Mme Catherine Morin-Desailly, présidente. - À cet égard, je vous rappelle que vous avez été désignée par le Bureau pour animer un groupe de travail relatif à la culture et au handicap conjointement avec M. Vasselle.

Mme Brigitte Gonthier-Maurin. - Nous avions évoqué cette possibilité mais je ne sais pas où en est la procédure et j'en profite donc pour vous demander comment seront réparties les compétences entre les deux rapporteurs.

Mme Catherine Morin-Desailly, présidente. - Je vous rappelle également qu'un membre du votre groupe a été nommé au conseil national du livre.

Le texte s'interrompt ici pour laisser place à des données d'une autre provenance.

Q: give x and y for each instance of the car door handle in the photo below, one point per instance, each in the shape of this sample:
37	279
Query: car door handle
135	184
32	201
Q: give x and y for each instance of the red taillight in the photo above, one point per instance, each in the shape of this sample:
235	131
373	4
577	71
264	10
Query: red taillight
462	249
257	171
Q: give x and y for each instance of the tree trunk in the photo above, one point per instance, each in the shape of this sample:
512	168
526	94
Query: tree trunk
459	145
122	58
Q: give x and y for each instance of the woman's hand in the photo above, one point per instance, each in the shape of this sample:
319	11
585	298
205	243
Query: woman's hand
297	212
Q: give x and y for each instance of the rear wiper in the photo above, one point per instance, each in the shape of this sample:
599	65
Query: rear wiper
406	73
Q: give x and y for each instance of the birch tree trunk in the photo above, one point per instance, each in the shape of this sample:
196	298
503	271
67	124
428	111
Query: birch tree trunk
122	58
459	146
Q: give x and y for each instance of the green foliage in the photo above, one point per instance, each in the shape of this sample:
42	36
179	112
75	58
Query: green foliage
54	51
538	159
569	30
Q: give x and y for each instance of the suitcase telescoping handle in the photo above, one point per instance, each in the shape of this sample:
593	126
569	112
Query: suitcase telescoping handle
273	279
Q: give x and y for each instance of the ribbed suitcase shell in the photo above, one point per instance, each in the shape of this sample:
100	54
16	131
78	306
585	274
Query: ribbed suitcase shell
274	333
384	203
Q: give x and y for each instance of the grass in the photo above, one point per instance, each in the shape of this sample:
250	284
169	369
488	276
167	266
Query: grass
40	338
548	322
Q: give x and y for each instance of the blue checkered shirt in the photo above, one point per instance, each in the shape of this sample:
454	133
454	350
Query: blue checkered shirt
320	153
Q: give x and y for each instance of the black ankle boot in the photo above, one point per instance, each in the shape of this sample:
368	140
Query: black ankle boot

M. Michel Savin. - Je remercie Mme la Présidente de me faire confiance pour rapporter sur cette proposition de loi. Mon but n'est pas de détricoter le texte issu des travaux de l'Assemblée nationale. En revanche, je ne peux pas accepter l'idée que seuls ceux qui se sont déjà investis sur un dossier doivent nécessairement être nommés rapporteurs des textes de loi qui le concerne. Cela signifierait que les autres sénateurs ne pourraient pas s'impliquer sur ces sujets alors qu'il est important que plusieurs parlementaires, quel que soit le groupe politique auquel ils appartiennent, s'investissent sur la même question.

Mme Catherine Morin-Desailly, présidente. - Pour répondre à Mme Cartron, je reprendrai l'exemple de la proposition de loi sur la vente à distance de livres : Mme Khiari a été nommée rapporteur alors que le rapporteur pour avis des crédits des industries culturelles était M. Legendre. De même, alors que M. Leleux était le rapporteur budgétaire pour le cinéma, c'est M. Marie - devenu sénateur deux mois plus tôt seulement - qui a été rapporteur pour avis sur le projet de loi relatif à l'artisanat.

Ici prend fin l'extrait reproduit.